Re: [Corpora-List] Query on the use of Google for corpus research

From: Tom Emerson (tree@basistech.com)
Date: Tue May 31 2005 - 22:54:01 MET DST

  • Next message: Mark P. Line: "Re: [Corpora-List] Query on the use of Google for corpus research"

    Mark P. Line writes:
    [...]
    > But none of this is new, and none of it is going to be much of a problem
    > for a researcher who merely wants to capture some sample texts off the
    > Web.

    We're obviously talking about differences in many orders of
    magnitude. When you say "some sample texts off the Web" I assume you
    mean a few hundred at most.

    [...]
    > And you believe that's typical for linguists wishing to capture a research
    > corpus from the Web?

    Yes, I hope so.

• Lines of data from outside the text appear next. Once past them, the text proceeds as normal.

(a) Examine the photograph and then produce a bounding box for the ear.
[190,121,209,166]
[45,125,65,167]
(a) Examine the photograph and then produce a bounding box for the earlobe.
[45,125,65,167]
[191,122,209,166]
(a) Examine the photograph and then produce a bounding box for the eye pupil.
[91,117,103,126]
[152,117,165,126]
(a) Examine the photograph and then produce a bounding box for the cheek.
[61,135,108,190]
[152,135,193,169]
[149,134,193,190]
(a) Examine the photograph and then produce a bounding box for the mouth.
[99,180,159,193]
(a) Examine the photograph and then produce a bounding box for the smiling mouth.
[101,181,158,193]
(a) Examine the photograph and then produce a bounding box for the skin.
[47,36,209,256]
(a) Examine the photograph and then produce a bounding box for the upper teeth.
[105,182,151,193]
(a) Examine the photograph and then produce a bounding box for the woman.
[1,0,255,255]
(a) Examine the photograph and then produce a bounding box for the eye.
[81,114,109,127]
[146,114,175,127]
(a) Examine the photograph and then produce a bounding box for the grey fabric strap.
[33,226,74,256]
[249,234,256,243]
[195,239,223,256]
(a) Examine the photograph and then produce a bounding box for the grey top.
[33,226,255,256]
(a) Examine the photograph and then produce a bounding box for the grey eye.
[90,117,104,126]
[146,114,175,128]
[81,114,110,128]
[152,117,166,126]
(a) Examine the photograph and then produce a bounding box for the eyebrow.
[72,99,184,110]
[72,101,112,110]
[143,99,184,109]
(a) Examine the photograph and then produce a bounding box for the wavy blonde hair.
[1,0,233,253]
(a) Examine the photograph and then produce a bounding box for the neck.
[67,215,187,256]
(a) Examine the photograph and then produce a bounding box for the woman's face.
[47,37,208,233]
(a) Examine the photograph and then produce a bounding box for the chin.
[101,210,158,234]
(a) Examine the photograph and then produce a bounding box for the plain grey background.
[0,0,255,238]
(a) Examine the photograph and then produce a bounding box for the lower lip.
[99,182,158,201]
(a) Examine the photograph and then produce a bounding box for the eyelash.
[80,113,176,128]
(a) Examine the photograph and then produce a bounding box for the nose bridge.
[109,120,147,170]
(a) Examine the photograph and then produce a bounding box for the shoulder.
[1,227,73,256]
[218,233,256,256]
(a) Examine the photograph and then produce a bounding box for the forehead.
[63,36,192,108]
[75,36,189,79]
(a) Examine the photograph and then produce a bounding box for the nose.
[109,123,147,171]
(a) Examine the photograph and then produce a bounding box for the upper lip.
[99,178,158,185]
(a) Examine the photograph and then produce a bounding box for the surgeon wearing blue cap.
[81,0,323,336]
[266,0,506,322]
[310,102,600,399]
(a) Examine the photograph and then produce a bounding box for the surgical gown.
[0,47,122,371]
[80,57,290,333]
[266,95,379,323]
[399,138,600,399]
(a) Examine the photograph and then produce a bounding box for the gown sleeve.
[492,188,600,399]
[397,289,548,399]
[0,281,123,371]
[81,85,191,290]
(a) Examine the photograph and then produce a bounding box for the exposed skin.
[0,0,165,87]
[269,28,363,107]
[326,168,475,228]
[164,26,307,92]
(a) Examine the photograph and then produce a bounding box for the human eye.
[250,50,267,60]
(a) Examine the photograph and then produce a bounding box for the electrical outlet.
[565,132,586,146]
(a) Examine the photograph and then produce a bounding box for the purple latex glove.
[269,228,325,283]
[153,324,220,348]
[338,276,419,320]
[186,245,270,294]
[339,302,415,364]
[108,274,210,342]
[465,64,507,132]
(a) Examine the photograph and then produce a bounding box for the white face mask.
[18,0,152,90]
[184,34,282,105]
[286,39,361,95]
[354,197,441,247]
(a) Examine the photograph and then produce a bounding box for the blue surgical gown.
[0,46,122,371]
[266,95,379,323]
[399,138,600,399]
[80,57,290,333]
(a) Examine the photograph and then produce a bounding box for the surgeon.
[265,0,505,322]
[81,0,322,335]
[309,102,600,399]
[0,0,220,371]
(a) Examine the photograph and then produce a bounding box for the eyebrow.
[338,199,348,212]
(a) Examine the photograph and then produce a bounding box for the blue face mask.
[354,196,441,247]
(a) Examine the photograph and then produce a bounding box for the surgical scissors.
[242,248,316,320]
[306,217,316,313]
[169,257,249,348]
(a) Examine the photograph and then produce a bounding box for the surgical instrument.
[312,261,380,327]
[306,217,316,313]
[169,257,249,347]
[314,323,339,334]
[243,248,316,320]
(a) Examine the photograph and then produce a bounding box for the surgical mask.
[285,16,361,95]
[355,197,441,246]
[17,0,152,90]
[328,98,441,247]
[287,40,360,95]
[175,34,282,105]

Researchers use (or are trying to use) Google to
    quantify linguistic phenomena because it (and the other commercial
    search engines) has a large body of natural language text to work
    with.

    If you grab content from a few dozen sites then your sample size is
    simply too small to make any meaningful statement about the behavior
    you are studying. That is one reason the crawls that I do are so
    large.

    > Again, do you believe that's typical for linguists wishing to capture a
    > research corpus from the Web?

    Yes. The BNC is 100 million words. The LOB is 1 million words. The
    Brown Corpus is 1 million words. The LDC has Chinese, English, and
    Arabic gigaword corpora. The UN parallel text corpus has almost 150
    million words across three languages.

    So yes, I would say that researchers who are looking to build their
    own corpora want to crawl at the scale that I am.

    Also, as I mentioned before, I fully expect that 40-60% of the
    documents I get in my crawls will end up being discarded.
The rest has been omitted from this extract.